Il viaggio papale in Africa fu annunciato sei mesi fa, su sollecitazione delle diocesi del continente, preceduta da concreti segnali di attenzione di Benedetto XVI verso l'Africa, in continuità con Giovanni Paolo II, il quale volle un segretario africano, monsignor Emery Kabongo, proprio per capire meglio il Continente nero mentre il post colonialismo, il post comunismo e il globalismo non hanno migliorato, tutt'altro, le condizioni di quei popoli. In questo contesto, le missioni cattoliche africane sono per lo più schierate dall' Oceano Atlantico all'Oceano Indiano, esposte alle spinte mussulmane un tempo provenienti solo da Nord.

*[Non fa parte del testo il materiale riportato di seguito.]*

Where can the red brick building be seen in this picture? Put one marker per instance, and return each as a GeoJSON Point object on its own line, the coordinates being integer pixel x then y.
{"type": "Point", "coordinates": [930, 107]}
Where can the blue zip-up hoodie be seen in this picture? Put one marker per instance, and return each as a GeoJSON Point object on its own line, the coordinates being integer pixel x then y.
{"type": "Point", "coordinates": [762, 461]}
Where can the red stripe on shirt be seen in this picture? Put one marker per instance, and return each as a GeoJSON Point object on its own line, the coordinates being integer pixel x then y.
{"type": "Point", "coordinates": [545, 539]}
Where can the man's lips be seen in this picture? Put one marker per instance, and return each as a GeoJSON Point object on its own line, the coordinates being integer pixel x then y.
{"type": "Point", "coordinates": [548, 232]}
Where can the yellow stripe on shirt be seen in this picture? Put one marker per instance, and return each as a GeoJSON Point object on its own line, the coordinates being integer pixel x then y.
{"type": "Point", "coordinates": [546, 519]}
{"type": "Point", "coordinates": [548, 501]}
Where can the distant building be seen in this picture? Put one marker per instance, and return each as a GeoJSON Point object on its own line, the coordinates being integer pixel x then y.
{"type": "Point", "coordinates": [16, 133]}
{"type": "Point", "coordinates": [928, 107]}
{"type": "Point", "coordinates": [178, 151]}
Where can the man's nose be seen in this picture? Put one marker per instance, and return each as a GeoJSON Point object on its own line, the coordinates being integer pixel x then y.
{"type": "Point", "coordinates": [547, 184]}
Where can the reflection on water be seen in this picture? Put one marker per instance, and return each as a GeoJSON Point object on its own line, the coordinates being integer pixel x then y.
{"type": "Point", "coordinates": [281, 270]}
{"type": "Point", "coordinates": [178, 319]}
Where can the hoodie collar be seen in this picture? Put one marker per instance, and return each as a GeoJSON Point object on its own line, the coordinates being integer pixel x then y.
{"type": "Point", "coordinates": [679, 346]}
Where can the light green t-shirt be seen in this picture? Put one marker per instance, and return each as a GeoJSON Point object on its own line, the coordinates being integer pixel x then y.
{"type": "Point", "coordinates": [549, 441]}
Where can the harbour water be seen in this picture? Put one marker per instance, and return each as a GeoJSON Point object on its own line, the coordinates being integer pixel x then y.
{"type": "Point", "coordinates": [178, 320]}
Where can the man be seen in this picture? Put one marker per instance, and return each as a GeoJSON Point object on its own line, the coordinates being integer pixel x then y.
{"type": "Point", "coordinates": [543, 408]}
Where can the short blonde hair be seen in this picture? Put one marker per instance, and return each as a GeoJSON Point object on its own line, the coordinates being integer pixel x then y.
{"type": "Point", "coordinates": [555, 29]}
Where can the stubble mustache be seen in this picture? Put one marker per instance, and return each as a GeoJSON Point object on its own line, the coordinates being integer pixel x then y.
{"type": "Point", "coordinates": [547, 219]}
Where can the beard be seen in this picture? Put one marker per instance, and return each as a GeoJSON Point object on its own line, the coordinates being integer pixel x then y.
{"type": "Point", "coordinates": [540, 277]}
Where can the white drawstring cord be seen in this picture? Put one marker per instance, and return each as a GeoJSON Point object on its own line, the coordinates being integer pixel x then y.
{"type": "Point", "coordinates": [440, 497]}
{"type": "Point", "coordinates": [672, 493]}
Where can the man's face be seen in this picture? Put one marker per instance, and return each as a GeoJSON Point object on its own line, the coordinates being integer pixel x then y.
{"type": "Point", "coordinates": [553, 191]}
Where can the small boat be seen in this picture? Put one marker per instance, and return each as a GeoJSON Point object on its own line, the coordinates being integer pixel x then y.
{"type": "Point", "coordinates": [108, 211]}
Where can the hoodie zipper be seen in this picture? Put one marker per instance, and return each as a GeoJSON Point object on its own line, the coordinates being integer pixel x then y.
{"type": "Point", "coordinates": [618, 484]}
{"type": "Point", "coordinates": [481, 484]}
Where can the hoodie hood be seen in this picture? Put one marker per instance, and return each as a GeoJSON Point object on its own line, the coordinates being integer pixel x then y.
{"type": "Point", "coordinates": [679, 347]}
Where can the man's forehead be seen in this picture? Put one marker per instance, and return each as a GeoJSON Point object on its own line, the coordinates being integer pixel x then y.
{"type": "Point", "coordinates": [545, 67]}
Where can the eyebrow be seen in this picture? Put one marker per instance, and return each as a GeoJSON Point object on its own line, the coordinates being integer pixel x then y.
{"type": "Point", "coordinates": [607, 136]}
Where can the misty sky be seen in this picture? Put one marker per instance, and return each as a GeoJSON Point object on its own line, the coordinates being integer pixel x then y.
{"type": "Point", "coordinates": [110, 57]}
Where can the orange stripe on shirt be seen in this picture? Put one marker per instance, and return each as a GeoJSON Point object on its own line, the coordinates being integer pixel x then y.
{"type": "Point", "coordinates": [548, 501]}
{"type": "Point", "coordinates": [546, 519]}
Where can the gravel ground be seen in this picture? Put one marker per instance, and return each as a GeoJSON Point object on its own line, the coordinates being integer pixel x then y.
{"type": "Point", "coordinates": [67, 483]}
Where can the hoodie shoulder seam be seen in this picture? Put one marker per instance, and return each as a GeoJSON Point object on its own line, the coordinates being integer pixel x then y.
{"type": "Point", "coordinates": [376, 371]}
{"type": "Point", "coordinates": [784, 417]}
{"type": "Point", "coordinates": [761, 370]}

Il papa è sceso in Camerun, emblema dell'Africa, marchiato dalla schiavitù e dagli avvicendamenti coloniali di Portogallo, Francia, Gran Bretagna e Germania. Qui come altrove le missioni cattoliche contribuiscono, da sole e significativamente, a migliorare la vita della gente. Il contraltare laico di tale sollecitudine dovrebbe essere in Kenya, dove si esultò la notte in cui il kenyota Barak Obama conquistò la Casa Bianca. Se la provvidenza laica sarà altrettanto solerte di quella religiosa, lo dirà il tempo. I segnali in corso sull'Oceano Indiano non sono tuttavia incoraggianti. Mentre il Papa atterrava in Camerun, nel Madagascar, ricchissima di potenzialità economiche e tuttavia poverissima, Andry Rajoelina, incurante dei moniti dell'Unione africana e dell'Unione europea, ha deposto manu militari il presidente eletto, Marc Ravalomanana. Dietro l'indifferenza di Rajoelina per l'Ue s'avverte un potere forte, come quello dei cinesi che dal 2000 dilagano in Africa, comperando tutto quanto è possibile, petrolio e materie prime, ma anche uomini e governi. Mentre Europa e Usa, per opposte ragioni, si concentravano sull'Euro, dal 10 al 12 ottobre del 2000 si svolse a Pechino il primo Forum per la Cooperazione fra Cina e Africa. Era al potere il presidente Jiang Zemin. Parteciparono 45 paesi del Continente. Nei Forum successivi il nuovo presidente Hu Jintao, ribadendo la strategia cinese basata su accordi di lunga durata, potè ostentare la quasi totalità dei 53 paesi africani fra i firmatari della cooperazione economica. Da allora la Cina dà spallate a europei e statunitensi, indifferentemente, acquistando a saldo materie prime, terre rare e petrolio, soprattutto in Centro Africa, da dove si intensificano i flussi migratori verso l'Europa e, in prima linea, verso l'Italia. Le missioni cattoliche sono ora fra due fuochi, mussulmani e cinesi. E presto arriveranno, anzi torneranno i russi. Proprio in queste ore hanno annunciato un vasto programma di riarmo che prelude, ma non lo dicono, a un altrettanto vasto programma di espansione. La risposta occidentale? Sorvoliamo pietosamente sulla Nato; e l'Ue non fa paura nemmeno al Madagascar. In quanto agli Usa, hanno già risposto: in maniera tardiva, debole e inadeguata. Il 6 febbraio 2007 crearono l'Africa Command, Africom, solennemente propagandato in Africa ed Europa.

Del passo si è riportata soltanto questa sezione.